Die Arbeitsintensivität ist erheblich gestiegen, wogegen die Reallohnentwicklung rückläufig ist. Ich höre immer wieder von meinen Kollegen, dass sie zwar eine minimale Bruttolohnerhöhung erhalten haben, aber Netto einfach jedes Jahr weniger im Geldbeutel haben.

Viele behaupten die Drucker wären wegen der technologischen Entwicklung nicht mehr kampffähig. Wie siehst Du das?
Mit gemischten Gefühlen. In der Tat ist die Technik soweit fortgeschritten, dass man kurzzeitig Produktionen mit wenigen Streikbrechern bewerkstelligen kann. Langfristig leidet darunter natürlich der Service der Maschine. Reinigen, Warten und sauberes Einstellen gerät ins Hintertreffen.
Damit sind kurze Warnstreiks in der Tat mehr oder weniger wirkungslos. Anders wird es bei Erzwingungsstreiks sein, die sich über mehrere Tage hinstrecken. Die Entscheidung über Erscheinen eines Produkts spielt sich somit heutzutage mehr im Bereich der Produktionssteuereung oder im Bereich der Weiterverarbeitung/Versand ab. Eine Zeitung kann gedruckt werden, aber sie ist uninteressant, wenn sie nicht zum Leser kommt, weil zum Beispiel der Versand streikt.

Gibt es im Druckbereich ähnlich wie in der Metallindustrie Erpressungen mit Produktionsverlagerung in Billiglohnländer?
Ja natürlich, warum sollten sich die Arbeitgeber in der Druckindustrie sozialer verhalten als die in der Metallindustrie. Man muss hier jedoch noch Unterscheidungen machen. Im Akzidenz- und Tiefdruck finden solche Erpressungen statt. Da wird mit Verlagerungen gedroht, z.B. nach Polen in sogenannte Sonderwirtschaftszonen. Da baut sich ein deutsches Unternehmen mit finanzieller Unterstützung der EU (Steuergelder) eine neue Druckerei und erpresst gleichzeitig eigene Mitarbeiter/-innen im alten Standort durch Verzicht billiger zu arbeiten. In einigen Fällen kommt es allerdings gar nicht zu Erpressungen, sondern man entlässt das heimische Personal gleich. Ein ganz aktuelles Beispiel liefert gerade der Heinrich Bauer Verlag, der angekündigt hat, in Köln 470 von 950 Mitarbeitern/-innen zu entlassen. Gleichzeitig baut er mit Steuergeldern und wahrscheinlich polnischen Steuerfreiheiten in Polen ein nagelneues Werk.
Für den Bereich der Zeitungsdruckereien kann man dies derzeit noch verneinen, da eine Zeitung nur interessant ist, wenn sie aktuell ist. Kein Mensch interessiert sich für eine alte Tageszeitung. Bedingt durch zu lange Anfahrtswege bleibt die Zeitungsdruckerei von solchen „Nötigungen“ verschont.

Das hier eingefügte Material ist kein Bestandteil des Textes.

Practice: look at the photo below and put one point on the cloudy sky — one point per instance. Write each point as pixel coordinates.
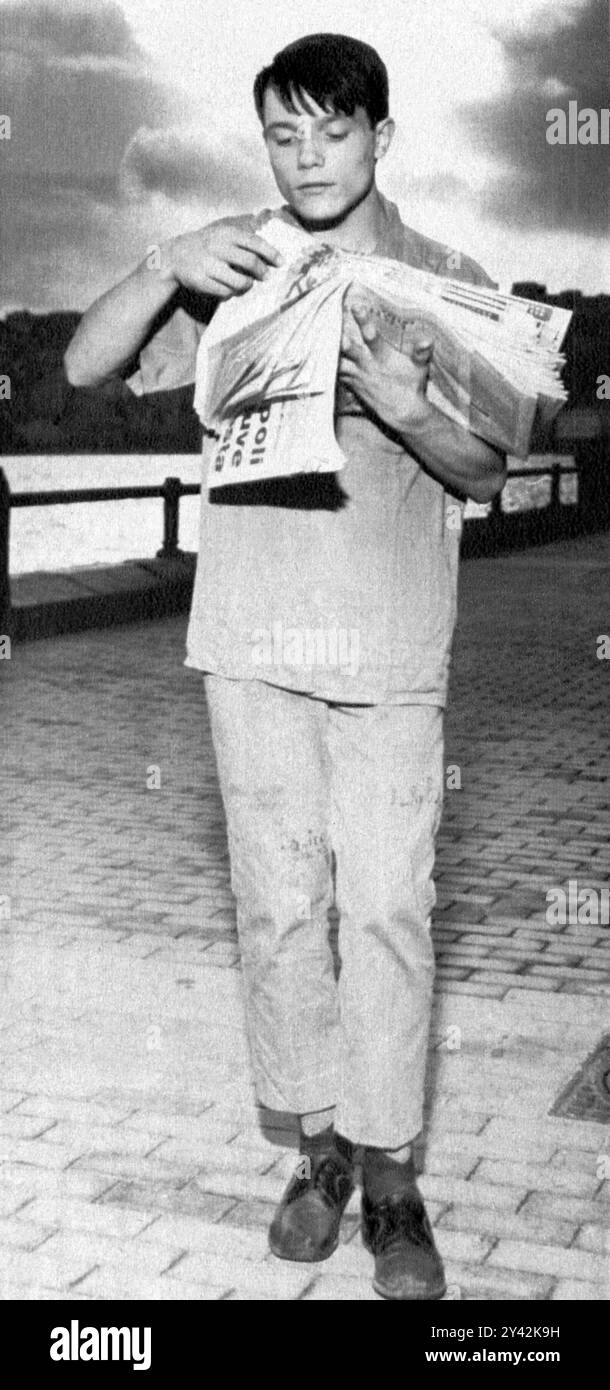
(132, 120)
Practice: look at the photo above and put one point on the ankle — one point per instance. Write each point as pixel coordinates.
(384, 1175)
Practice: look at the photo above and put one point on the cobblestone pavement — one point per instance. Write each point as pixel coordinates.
(134, 1164)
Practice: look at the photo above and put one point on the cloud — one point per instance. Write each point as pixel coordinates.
(185, 164)
(542, 186)
(72, 29)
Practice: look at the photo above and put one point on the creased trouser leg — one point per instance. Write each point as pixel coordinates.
(270, 748)
(386, 798)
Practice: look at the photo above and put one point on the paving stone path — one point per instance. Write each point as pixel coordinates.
(134, 1164)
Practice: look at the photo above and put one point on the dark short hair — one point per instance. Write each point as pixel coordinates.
(336, 71)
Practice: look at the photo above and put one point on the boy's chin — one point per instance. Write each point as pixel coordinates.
(321, 218)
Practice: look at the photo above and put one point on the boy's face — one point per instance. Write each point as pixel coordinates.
(323, 164)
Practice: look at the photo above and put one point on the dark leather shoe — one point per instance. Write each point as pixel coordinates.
(398, 1233)
(306, 1223)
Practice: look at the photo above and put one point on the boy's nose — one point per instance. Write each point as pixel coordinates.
(309, 154)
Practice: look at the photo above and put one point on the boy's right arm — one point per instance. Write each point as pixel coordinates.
(218, 260)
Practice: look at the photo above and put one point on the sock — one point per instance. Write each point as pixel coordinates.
(384, 1175)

Gewerkschaftsfunktionäre wiederholen ständig, dass die Kaufkraft erhöht werden müsste. Die Tarifforderungen sind aber äußerst bescheiden und die Abschlüsse bedeuten fortgesetzten Reallohnverlust. Wie sehen das die Mitglieder?
Das ist eine Frage der Wertigkeiten. Ich habe es eingangs schon erwähnt.
Einerseits klagen sie ständig über Reallohnverlust, andererseits wären sie bei den massiven Forderungen der Arbeitgeber froh, wenn sie keine weiteren Einkommensverluste hinnehmen müssten.
Ich persönlich bin allerdings auch der Ansicht, dass die Forderungen, bzw. die Abschlüsse höher liegen müssten, damit die innländische Nachfrage erheblich gesteigert werden kann und wieder Arbeitsplätze durch Nachfrage entstehen, anstatt dass sie auf Grund von Gewinnmaximierung ständig abgebaut werden.

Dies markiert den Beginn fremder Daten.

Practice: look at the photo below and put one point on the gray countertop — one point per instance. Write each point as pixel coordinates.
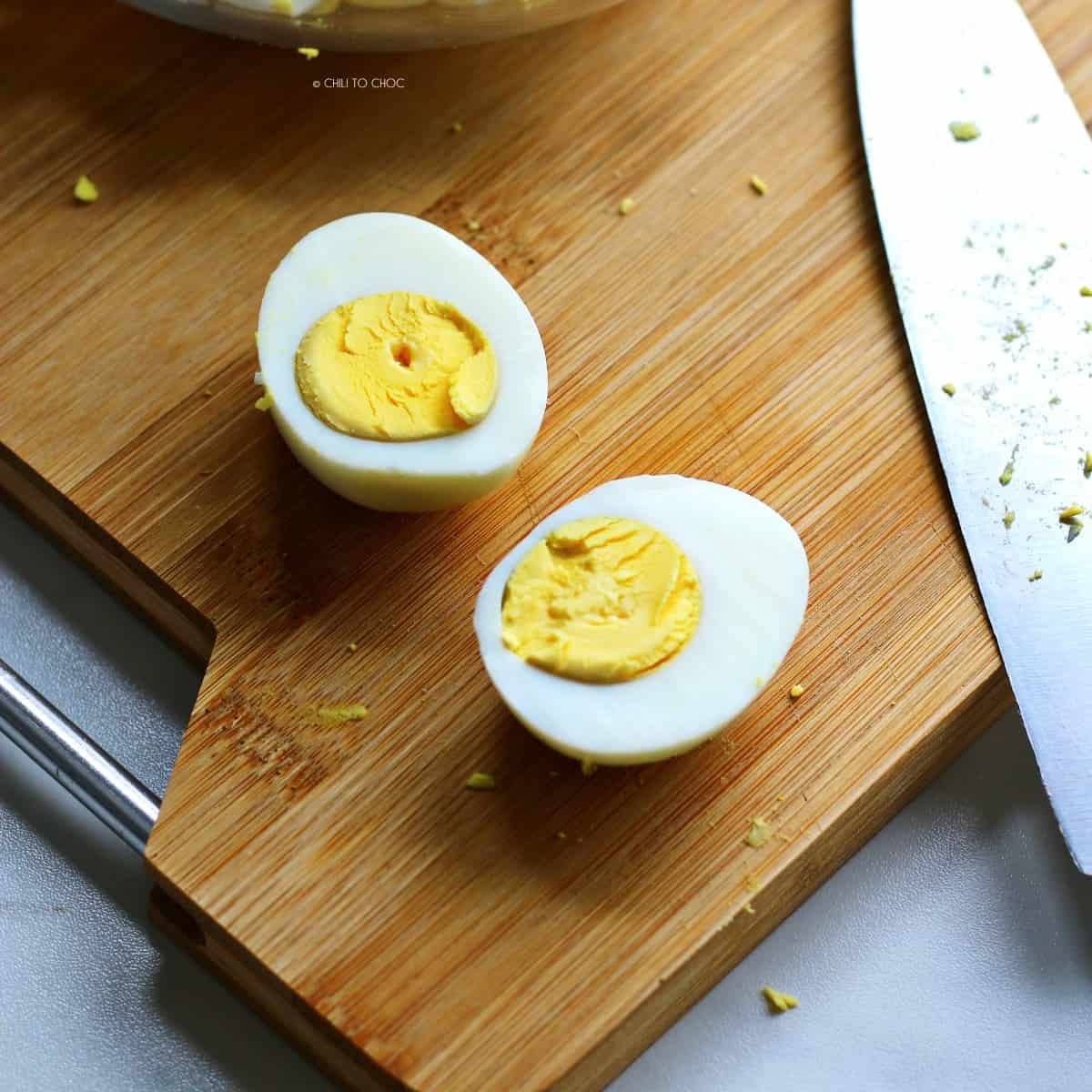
(954, 951)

Für die Drucker ist die Tarifrunde 2005 die erste härtere Tarifauseinandersetzung unter dem Dach von ver.di. Siehst Du das als Vor- oder als Nachteil?
Puh, gute Frage, nächste Frage. Nein, mal im Ernst. Einerseits müsste man annehmen, dass die Drucker auf Grund ihrer ständigen Streikerfahrung für einen positiven Ausgang sorgen können. Dies unterstellt, wäre es durchaus ein Vorteil, und zwar ein Vorteil und gutes Signal für ver.di insgesamt.
Problematisch dabei scheint mir allerdings, dass die alten streikerfahrenen Mitglieder meistens bereits nicht mehr in den Unternehmen beschäftigt werden. Allein im letzten Jahr wurden die Beschäftigtenzahlen im Druckbereich um ca. 7.000 Mitarbeiter/-innen abgebaut. Natürlich hat man in einer Art „Jugendwahn“ erst mal alle älteren Beschäftigten abgebaut.

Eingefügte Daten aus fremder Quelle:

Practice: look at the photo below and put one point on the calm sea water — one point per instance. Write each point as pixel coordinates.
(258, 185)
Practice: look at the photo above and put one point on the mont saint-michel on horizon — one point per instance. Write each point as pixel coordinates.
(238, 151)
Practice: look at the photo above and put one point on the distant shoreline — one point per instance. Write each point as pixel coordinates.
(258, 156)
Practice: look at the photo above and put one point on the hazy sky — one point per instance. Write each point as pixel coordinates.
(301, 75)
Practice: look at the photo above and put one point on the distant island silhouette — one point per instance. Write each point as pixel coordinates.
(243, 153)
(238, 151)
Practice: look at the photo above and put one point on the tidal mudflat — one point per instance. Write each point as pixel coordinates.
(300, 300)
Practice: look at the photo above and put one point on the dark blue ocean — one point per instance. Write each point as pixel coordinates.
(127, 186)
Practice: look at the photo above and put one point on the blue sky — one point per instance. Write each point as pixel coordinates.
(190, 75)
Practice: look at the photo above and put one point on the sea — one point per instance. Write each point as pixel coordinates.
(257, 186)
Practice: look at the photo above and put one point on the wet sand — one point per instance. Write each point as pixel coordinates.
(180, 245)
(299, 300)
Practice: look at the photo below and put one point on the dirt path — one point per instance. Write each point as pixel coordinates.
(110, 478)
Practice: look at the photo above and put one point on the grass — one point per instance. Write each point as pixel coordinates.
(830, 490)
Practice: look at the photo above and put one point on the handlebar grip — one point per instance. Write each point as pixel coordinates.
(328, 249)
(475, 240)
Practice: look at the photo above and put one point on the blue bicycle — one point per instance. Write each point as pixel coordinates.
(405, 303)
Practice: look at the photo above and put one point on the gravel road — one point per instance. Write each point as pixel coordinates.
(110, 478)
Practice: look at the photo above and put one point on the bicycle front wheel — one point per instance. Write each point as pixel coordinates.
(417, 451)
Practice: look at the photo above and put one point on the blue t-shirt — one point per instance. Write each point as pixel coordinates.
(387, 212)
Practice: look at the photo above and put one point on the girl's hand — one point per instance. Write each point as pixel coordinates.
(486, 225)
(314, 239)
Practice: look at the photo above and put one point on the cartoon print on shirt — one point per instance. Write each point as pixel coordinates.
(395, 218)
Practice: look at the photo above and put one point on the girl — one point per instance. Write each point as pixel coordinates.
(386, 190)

Anfang 2004 haben die RedakteurInnen der Tageszeitungen 4 Wochen lang gegen Arbeitszeitverlängerung und Lohnkürzungen gestreikt. Gab es bei Euch damals eine Solidarisierung mit den Kolleginnen in den Schreibstuben? Und ist diese Streikerfahrung nicht auch eine gute Grundlage dafür, dass die Journalisten Euch unterstützen werden?
Ja, hoffe ich zumindest. Wir haben den Kollegen/-innen damals angeboten einen Solidaritätsstreik durchzuführen, ließen es aber sein, da die Redakteure/-innen bei uns der Meinung waren, sie müssten es aus eigener Kraft schaffen, sonst hätte alles keinen Wert.
Die Einschätzung der Redakteure/-innen gegen die Streiks der Drucker hat sich aber auf jeden Fall gewandelt. Auch wenn ein Streik nicht in jedem Fall durch Solidaritätsstreiks begleitet werden würde, ist die Sympathie vieler Redakteure/-innen eindeutig auf Seiten der Streikenden. Das war in der Vergangenheit leider nicht immer so.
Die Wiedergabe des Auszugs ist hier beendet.